4. Some Lions contests are closer than we thought
Ever since the tour party was announced, the perceived wisdom was that five of the Lions’ backs picked themselves. Indeed, Stuart Hogg was regarded as such a shoe-in at fullback that many wondered why a plane ticket was being wasted on Lee Halfpenny. The first two games, though, have seen Halfpenny play himself as much into contention as Hogg and Liam Williams have played themselves out of it. The same could be said for Jonny Sexton, who is now is a real battle with both Owen Farrell and Dan Biggar for the number 10 jersey. All it takes is for Conor Murray to either make a complete pig’s ear of his start against the Crusaders or to get injured and all of Gatland’s plans will be more scrambled than his defence has been in the opening games.

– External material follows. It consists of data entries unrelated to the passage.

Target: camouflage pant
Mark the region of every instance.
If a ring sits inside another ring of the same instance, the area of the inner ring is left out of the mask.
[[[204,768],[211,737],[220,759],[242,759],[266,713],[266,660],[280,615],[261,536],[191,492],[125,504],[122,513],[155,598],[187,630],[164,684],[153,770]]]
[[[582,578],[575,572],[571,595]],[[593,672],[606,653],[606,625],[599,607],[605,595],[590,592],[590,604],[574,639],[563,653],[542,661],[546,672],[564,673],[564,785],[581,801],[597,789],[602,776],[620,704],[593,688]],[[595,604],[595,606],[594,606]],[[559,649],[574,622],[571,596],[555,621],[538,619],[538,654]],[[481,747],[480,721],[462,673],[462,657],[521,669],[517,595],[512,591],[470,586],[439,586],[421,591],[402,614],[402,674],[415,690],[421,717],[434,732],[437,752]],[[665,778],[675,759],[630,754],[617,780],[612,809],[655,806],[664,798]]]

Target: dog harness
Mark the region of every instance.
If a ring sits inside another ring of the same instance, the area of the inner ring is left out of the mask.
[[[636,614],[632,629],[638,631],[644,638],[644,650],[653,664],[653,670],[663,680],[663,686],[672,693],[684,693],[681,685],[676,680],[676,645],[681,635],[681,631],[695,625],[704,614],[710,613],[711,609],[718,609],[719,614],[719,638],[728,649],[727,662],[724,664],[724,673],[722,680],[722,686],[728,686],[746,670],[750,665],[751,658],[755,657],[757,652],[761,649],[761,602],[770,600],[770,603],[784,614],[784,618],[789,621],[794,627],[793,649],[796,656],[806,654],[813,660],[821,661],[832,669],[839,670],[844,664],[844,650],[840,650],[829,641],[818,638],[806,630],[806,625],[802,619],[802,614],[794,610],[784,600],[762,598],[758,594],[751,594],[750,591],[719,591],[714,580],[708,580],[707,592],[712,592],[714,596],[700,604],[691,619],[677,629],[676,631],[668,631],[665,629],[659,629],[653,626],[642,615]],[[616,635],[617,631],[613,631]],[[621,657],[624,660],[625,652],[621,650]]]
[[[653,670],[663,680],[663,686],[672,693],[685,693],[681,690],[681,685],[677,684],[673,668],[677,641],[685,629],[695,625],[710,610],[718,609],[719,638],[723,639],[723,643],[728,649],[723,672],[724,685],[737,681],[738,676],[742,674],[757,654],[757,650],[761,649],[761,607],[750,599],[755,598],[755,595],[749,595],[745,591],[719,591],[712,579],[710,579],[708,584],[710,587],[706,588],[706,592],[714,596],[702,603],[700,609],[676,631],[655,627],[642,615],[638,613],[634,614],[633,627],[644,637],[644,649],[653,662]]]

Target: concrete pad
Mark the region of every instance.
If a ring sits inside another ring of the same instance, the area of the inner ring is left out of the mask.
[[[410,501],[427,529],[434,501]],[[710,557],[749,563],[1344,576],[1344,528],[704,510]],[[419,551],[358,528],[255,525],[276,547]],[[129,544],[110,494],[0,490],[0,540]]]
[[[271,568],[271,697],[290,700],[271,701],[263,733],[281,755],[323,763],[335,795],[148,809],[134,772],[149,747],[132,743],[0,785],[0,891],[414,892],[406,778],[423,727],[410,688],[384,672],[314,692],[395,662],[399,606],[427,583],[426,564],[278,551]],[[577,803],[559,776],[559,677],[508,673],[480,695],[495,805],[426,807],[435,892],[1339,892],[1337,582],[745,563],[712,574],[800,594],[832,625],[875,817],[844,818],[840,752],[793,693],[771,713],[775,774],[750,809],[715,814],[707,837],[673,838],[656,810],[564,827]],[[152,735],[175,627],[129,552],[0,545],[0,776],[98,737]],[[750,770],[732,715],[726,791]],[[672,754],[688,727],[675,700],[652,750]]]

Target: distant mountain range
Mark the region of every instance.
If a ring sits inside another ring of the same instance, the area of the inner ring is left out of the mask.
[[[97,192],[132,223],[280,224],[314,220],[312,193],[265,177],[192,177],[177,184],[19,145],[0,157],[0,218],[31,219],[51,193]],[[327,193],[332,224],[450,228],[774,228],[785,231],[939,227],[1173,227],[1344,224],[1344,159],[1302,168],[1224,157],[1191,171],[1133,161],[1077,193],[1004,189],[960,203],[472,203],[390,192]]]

5. It isn’t going to get any easier
The Maori All Blacks have announced their squad for their match against the Lions a week tomorrow. It features a number of players who were regulars in the national team only a season or two ago, including Liam Messam and Nehe Milner-Skudder. It also features a few who the Lions would rather forget, such as Akira Ioane, Charlie Ngatai and, of course, Ihaia West. Worried yet, Warren?
6. Oh, go on then
We admit it. There is some other rugby this week. Ireland are giving a debut to Jacob Stockdale when they take on the USA. France have shown how much they value their tour of South Africa by making eleven changes from the last Six Nations game for the first Test, whilst the Springboks will themselves field four new caps. Argentina have a new winger in Emiliano Boffelli. Scotland have WP Nel back for their game against Italy in Singapore (nope, we don’t know, either). And England start four new caps, and have no fewer than seven uncapped players on the bench, for their game against the Pumas. Tom Curry becomes the youngest debutant for two decades; if he can be as good as the last 19 year-old to win his first cap for England, Jonny Wilkinson, we may never have to mention James Haskell again.